Hen Harrier brood meddling on trial (2)

Hen Harrier checks. Photo: Gordon Yates

The investigation of brood meddling of Hen Harriers which Natural England has licensed has resulted in 14 chicks being taken into captivity and 13 of them being released into the wild again. That sounds quite good, but how would we assess how good it is?

Obviously, we can’t simply compare the number of captive-reared chicks with the fledging success of all real Hen Harrier nests over time.

Why not?

Because that would not be a like-for-like comparison as I have mentioned before.

Let’s take 2020 when two nests were brood meddled: the chicks were removed on 2 and 6 June from the two nests. I don’t think we have been told the age of the chicks when removed from their real nests but that date of early June suggests the chicks were fairly young. But we do know they were chicks not eggs. So we can’t simply take the survival rate of any old Hen Harrier nest either in 2020 or any other year as a comparator because we should only be comparing the survival rates of chicks with chicks and not with eggs and chicks.

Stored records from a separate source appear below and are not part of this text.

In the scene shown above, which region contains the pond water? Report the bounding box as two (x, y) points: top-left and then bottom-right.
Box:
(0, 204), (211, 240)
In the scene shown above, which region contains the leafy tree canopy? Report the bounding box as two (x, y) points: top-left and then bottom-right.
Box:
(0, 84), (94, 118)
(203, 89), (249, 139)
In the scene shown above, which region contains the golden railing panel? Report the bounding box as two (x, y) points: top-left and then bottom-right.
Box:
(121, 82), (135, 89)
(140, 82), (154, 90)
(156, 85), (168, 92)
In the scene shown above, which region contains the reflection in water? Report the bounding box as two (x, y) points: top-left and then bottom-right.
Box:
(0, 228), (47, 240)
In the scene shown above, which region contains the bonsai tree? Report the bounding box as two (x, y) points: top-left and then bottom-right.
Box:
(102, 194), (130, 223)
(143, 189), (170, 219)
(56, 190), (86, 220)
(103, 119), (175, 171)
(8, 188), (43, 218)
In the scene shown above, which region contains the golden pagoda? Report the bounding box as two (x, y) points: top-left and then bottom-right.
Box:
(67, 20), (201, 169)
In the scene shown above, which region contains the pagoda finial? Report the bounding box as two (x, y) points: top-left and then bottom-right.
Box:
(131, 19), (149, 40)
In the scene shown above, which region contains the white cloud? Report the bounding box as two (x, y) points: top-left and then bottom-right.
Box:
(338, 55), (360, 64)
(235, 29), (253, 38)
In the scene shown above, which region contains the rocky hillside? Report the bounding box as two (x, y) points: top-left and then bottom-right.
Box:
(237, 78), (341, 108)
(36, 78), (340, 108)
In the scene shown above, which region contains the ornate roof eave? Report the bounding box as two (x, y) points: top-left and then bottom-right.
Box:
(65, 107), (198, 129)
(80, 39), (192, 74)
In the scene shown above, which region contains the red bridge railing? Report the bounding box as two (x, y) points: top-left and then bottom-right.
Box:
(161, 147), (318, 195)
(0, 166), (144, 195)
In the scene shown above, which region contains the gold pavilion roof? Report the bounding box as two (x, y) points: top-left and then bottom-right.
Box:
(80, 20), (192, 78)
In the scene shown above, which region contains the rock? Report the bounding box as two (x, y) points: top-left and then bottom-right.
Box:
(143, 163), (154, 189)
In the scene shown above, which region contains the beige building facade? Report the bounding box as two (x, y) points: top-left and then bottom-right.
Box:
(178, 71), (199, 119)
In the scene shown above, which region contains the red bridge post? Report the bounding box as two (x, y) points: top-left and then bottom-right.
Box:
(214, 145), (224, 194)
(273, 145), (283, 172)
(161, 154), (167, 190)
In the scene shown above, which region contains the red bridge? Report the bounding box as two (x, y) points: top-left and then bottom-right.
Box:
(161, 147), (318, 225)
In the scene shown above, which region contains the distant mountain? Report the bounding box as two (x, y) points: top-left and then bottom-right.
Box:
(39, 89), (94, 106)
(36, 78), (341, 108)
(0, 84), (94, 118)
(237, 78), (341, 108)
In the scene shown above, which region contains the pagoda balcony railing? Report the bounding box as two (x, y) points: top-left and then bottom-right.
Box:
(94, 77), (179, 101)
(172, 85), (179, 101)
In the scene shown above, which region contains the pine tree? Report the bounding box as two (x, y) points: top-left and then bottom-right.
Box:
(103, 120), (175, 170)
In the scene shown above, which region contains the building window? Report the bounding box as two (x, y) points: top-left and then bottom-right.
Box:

Just in case I haven’t made the point sufficiently clearly, if the removed chicks had been taken when they were very close to fledging (they weren’t, this is for illustrative purposes) then they would be in captivity a matter of very few days. One couldn’t, obviously, compare their survival over those few days with the survival of Hen Harrier nests from egg-laying to fledging, nor with the survival of day-old chicks to fledging – neither would be comparing like with like.

Ideally, we would compare the survival of the captive-reared chicks with real nests in the same year, over the same calendar period, of the same age, also on grouse moors and in the same geographic locality. That would be quite taxing and might be impossible. However, the fact that each brood-meddled nest has to have a non-intervention nest nearby makes it perhaps possible. I don’t know, because Natural England is very secretive about the data from this ‘study’.

It will be interesting to see how Natural England seek to do this comparison.

There are several other issues around assessing brood meddling which I will come to later.